Biarkan diri Anda mengalami berbagai kesenangan sederhana dan Anda akan menghargai hidup ini lebih dari sebelumnya.
“Otak kita dirancang untuk mencari pahala atau kesenganan. Tapi, untuk setiap kesenangan yang sudah kita miliki, otak akan berhenti memicu senyawa kimia bahagia Anda,” kata Breuning.
“Begitulah cara hormon dopamine bekerja.” Dengan kata lain, jika ada satu kebutuhan atau keinginan kita terpenuhi, kita akan cenderung mengalihkan perhatian pada kebutuhan atau keinginan lainnya. Ini adalah fenomena yang dikenal dengan sebutan habituasi.
Jadi bagaimana cara mengelola keinginan atau kebutuhan yang seperti tak ada habisnya? Jawabannya adalah biarkan diri Anda merangkul berbagai jenis kesenangan.
Misalnya, Anda suka menikmati secangkir teh hijau panas. Alih-alih menikmatinya setiap hari, cobalah nikmati hanya dua atau tiga kali seminggu. Ini akan mendorong otak tetap menghargai nikmatnya teh hijau ketika Anda mendapatkannya.
Jika Anda menuruti nafsu untuk meminumnya setiap hari, dengan segera otak akan berhenti memicu dopamin dan akhirnya Anda bosan, serta tak lagi menghargai secangkir teh hijau seperti sebelumnya. Selingi kesukaan Anda akan teh hijau dengan jenis minuman lain atau aktivitas lain.
Breuning juga mengatakan, “Keberagaman sumber kesenangan akan menimbulkan rasa bahagia dalam jangka panjang. Hal itu akan mendorong Anda lebih bahagia, dan artinya lebih positif.”
Untuk Anda juga tahu, pikiran dan tubuh itu saling terhubung satu sama lain.
Coba saja perhatikan, kalau Anda sedang stres, biasanya suka terjadi gangguan lambung.
Karenanya, jangan sepelekan kekuatan pikiran, terlebih pikiran negatif. Mengingat pikiran negatif dapat menjurus pada masalah kesehatan yang serius.
Banyak emosi negatif seperti rasa marah, takut, dan frustasi, dikatakan Emiliana Simon-Thomas, Ph.D, direktur sains dari Greater Good Science Center, UC Berkeley, menjadi masalah ketika emosi tersebut menetap. Contoh saja sinisme.
Studi tiga tahun silam yang dipublikasikan dalam jurnal Neurology, menghubungkan kadar sinisme yang tinggi dengan kepikunan di kemudian hari.
Studi lainnya yang dipublikasikan dalam jurnal Circulation menjumpai, bahwa dari seratus ribu ribu perempuan yang diteliti, mereka yang paling sinis lebih cenderung mengalami penyakit jantung.
Dan semakin pesimis seorang perempuan, mereka lebih tinggi memiliki kemungkinan untuk meninggal selama periode studi dibandingkan yang lebih optimis.
Perilaku jelek lainnya yang telah dihubungkan dengan kesehatan yang buruk adalah kebencian.
Sebuah studi terbaru yang dipublikasikan dalam jurnal Stroke menunjukkan mereka yang memiliki skor lebih tinggi atas ukuran ketidakramahan, berisiko lebih tinggi untuk stroke dibandingkan partisipan yang lebih ramah dan baik.
Sementara itu, depresi juga telah dihubungkan dengan peningkatan risiko atas diabetes melitus tipe 2, serangan jantung, kemungkinan lebih besar untuk kecacatan di kemudian hari.

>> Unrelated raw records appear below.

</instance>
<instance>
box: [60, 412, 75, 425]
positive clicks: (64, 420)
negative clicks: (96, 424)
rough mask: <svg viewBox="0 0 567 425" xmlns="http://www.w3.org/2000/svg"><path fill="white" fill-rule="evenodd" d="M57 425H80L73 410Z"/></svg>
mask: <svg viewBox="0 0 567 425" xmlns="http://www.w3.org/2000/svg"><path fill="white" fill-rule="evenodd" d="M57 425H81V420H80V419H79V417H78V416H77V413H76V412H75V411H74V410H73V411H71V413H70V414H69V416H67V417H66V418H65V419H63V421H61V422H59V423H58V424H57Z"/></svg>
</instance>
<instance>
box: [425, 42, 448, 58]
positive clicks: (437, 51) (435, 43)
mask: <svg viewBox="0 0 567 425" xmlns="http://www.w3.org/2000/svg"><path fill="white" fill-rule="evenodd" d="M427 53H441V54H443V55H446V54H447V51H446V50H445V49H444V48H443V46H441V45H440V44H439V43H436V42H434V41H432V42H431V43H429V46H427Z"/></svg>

Menurut Simon-Thomas, emosi telah menyebarkan efek terhadap proses tubuh seperti metabolisme, pelepasan hormon, maupun fungsi imunitas.
Satu teorinya adalah bahwa ketika Anda sedang stres atau mengalami depresi, kadar kortisol meningkat, membuat sistem imunitas kurang mampu mengontrol peradangan yang terjadi di dalam tubuh dan dapat menyebabkan penyakit di kemudian hari.

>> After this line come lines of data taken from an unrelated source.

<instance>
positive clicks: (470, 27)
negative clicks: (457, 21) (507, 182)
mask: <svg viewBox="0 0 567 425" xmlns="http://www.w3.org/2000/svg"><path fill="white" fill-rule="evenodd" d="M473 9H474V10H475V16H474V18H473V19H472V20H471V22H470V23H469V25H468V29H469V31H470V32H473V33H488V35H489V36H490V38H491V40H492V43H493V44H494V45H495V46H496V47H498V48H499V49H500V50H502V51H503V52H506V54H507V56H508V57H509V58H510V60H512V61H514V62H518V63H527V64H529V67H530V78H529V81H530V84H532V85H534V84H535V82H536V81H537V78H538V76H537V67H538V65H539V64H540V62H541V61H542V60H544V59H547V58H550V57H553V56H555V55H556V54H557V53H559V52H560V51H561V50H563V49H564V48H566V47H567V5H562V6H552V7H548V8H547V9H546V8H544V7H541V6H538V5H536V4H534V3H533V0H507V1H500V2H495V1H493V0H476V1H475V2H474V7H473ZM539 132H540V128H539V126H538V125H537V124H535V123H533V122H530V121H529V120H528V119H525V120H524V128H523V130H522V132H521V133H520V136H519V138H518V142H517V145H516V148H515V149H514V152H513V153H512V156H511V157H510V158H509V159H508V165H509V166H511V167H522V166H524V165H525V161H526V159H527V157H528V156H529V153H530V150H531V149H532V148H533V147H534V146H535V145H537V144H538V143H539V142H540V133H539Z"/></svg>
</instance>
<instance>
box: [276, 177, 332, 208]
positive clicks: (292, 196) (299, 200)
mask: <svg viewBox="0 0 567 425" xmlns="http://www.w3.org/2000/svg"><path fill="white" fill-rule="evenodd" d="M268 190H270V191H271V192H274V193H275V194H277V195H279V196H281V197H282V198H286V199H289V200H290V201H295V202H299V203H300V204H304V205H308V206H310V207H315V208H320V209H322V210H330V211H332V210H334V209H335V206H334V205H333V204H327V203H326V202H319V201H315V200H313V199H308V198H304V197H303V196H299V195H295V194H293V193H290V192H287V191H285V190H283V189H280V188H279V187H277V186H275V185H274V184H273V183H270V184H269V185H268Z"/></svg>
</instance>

Kecenderungan lainnya, mereka yang merasakan emosi yang tidak enak, seperti stres atau sinis, lebih berkemungkinan untuk merokok, mengonsumsi minuman beralkohol, atau tidak aktif secara fisik.
Yang kesemuanya dapat memengaruhi kesehatan. Kemungkinan berikutnya, emosi negatif yang dialami seseorang, bisa merupakan gejala awal dari gangguan kesehatan.

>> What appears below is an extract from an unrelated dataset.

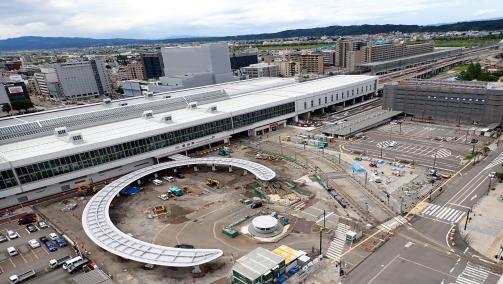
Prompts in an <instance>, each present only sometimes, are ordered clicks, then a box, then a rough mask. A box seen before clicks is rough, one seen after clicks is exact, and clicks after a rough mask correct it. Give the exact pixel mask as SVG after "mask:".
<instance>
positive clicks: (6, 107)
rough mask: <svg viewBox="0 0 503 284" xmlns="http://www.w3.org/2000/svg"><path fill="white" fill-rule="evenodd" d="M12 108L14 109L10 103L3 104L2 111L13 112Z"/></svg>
mask: <svg viewBox="0 0 503 284" xmlns="http://www.w3.org/2000/svg"><path fill="white" fill-rule="evenodd" d="M11 110H12V107H11V106H10V104H4V105H3V106H2V111H3V112H6V113H10V112H11Z"/></svg>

Untungnya, ada hal yang dapat dilakukan untuk mengenyahkan hal negatif yang dialami, yaitu dengan mengubah perspektif Anda. Cara tersebut akan membantu memperbaiki kesehatan Anda.
Sebagai pengingat, sel otak menghasilkan sel baru sepanjang hidup.
“Dan neurogenesis ini, tidak hanya dihubungkan dengan pembentukan ingatan baru, tetapi juga stabilitas suasana hati. Karenanya, Anda perlu mengontrol perilaku dan kesehatan Anda,” lanjut Simon-Thomas.